Eifutsu tango zukai英佛單語圖解 (English-French illustrated word dictionary), translated by Chikayama Shōichi and illustrated by Nakamura Munehiro. Tōkyō: Yūjitsudō, 1872. Fore-edge on right. (Cotsen N-000168)
Each vocabulary word is illustrated in a box on the right with the Japanese translation in Chinese characters and katakana alongside. The corresponding English and French translations are provided in Romanization with katakana pronunciation listed in a box on the left.

Eikoku tango zukai英國單語圖解 (Illustrated dictionary of English terms), by Ichikawa Ōha, 1872. Fore-edge on right. (Cotsen N-000129)
Terms are presented in English, katakana pronunciation of the English term, a Japanese translation, and then the pronunciation of the Japanese term. Text is in black ink, images in a rusty brown. This is the first of two volumes. Divided into four sections, with a particularly interesting treatment of illness and the human body.

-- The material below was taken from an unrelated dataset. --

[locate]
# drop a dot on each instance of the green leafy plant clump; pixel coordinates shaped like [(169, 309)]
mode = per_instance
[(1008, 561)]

Seiyo ebiki setsuyoshu西洋画引き節用集 (Japanese-English vocabulary). Osaka: [Onogi, Ichibei], 1872. Fore-edge on right. (Cotsen 82795)
This picture dictionary is organized by the Iroha syllabary, starting with words in Japanese beginning with i (以) and then moving on to ro (呂), ha (波), and so on. This makes it easy for a Japanese reader to search familiar words.

Kaichū eigo hitorigeiko: Eiwa taiyaku懐中英語独稽古: 英和對譯 (Flashlight English-German self-study: with English and Japanese translation), originally by Gustave Chouquet and translated by Saita Ryōji. Ōsaka: Akashi Chūshichi, 1885. Fore-edge on right. (Cotsen N-000131)
This is actually a compilation from various sources. The first section provides alphabets in different scripts and an illustrated dictionary of terms under various subjects, such as “elements” and “cloths and dress,” which are not included in Chouquet’s original. Chouquet’s Easy Conversations was in French and English parallel translation. The second section of this volume is an excerpt from Chouquet’s volume, only in English and Japanese parallel translation.

Eigo zukai英語圗解 (Illustrated English vocabulary charts), illustrated and published by Fukuda Kumajiro. Tōkyō: Kōto Shuppansha, 1887. (Cotsen 102865, available online)
English words are grouped semantically, illustrated, and explained in Japanese; pronunciation guides in katakana are provided on top of each word. Each sheet is numbered and dated.